Chapter 13: Africa and the Americas

Mon, Dec 9, 2013

28. Tue, Dec 10, 2013

If the anthropologists in Chapter 1 are right, humanity as a species emerged from Africa and worked its way outward. Strangely, however, this is only the second time the book has returned to humanity's original home, the first being Egypt. Even there, it might be forgiven if we forgot Egypt's African nature, since so much of the focus was on the peoples of the Nile interacting with the peoples of Europe and Asia. And so in this chapter, our textbook covers a huge stretch of time, 1800 BC to AD 1591, in eleven pages, one of which is given over to trumpets.

This is far from unique; while most textbooks now give Africa a chapter, it's nowhere near as thorough coverage as Asia or Europe. Why is Africa so shortchanged? The most charitable view is that there aren't as many sources. This is somewhat true, but we can't understand most of the written records from Minoan Crete, and that did not prevent our text from speaking of it in some detail. Another explanation is that African cultures did not have much influence on "the West" until the Age of Discovery. Also true, but Mali's gold had just as much effect on Europe as China's silk, and contact with the Ethiopians goes back to Homeric and Biblical days. The least generous reason is simple racism; for centuries Africa was "the Dark Continent," a place of savagery and mystery, and such a place and such peoples were clearly incapable of producing anything resembling a civilization. Whether due to intentional discrimination or just bigoted oversight, scholarship simply didn't pay much attention to African history until the 1960s and 1970s.

After all that, however, I (Mr. C) have to admit that Africa is not my area of expertise, either. I cannot significantly enlarge on the coverage that I've just now criticized. Perhaps he who is very much with sin just cast a fair number of stones.
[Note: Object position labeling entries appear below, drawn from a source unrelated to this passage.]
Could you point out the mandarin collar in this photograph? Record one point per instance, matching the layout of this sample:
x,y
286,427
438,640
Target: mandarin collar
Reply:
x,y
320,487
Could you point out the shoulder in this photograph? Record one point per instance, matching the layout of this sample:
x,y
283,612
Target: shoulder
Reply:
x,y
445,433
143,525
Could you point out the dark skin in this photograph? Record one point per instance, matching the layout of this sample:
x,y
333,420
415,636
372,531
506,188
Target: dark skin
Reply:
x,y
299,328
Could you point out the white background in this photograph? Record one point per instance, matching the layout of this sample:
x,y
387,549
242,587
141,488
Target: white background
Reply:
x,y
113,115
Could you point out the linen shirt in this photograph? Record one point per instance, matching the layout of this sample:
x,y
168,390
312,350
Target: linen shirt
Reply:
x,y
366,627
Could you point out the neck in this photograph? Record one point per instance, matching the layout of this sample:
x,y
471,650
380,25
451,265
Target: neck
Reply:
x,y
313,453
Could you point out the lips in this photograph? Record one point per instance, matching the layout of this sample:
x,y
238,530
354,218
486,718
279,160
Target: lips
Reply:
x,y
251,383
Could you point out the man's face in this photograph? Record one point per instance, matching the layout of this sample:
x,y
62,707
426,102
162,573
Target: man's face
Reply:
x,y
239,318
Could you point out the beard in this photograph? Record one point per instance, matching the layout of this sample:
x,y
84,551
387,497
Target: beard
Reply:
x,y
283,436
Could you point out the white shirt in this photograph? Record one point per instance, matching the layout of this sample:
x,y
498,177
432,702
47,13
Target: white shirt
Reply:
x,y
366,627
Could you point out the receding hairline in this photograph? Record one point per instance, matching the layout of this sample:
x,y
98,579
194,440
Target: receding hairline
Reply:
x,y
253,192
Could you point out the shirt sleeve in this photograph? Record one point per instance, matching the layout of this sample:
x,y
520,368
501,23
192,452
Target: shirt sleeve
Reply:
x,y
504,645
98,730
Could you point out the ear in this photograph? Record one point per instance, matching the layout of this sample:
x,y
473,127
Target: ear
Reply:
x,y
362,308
That said, there are a few points of background information that can be useful to us this week. While African religion originated in animism, the three great monotheistic faiths had extensive and ancient influence on Africa. Judaism came to Ethiopia in ancient days, and in fact the Kush of our textbook is frequently mentioned in the Old Testament, though often translated as "Ethiopia." Ethiopia proper is a descendant of Aksum, as described in the text, and maintained its Christianity while Islam spread throughout the rest of the continent. In fact Ethiopia is heavily Christian to this day, in a branch kept separate from the rest of Christendom for centuries (perhaps leading to the otherwise mythical story of "Prester John"). One church in Ethiopia claims to still have the Ark of the Covenant.

It's Islam, however, that's had the most influence on Africa; ibn Battuta, the Muslim traveler mentioned in the book, is probably our best source for the West African kingdoms, as ibn Battuta essentially went wherever there were Muslims and wrote a lot down. He was not the only traveller in those days; prosperous and generally peaceful trade extended along much of the African coast up to Arabia and across to India. Islam was not always successful in its expansion, as one story speaks of a missionary trying to explain polygamy and the submission of wives to husbands to a ruling queen. However when the Portuguese sailors circumnavigated Africa in the 1400s, many of the people they met would have been Muslim.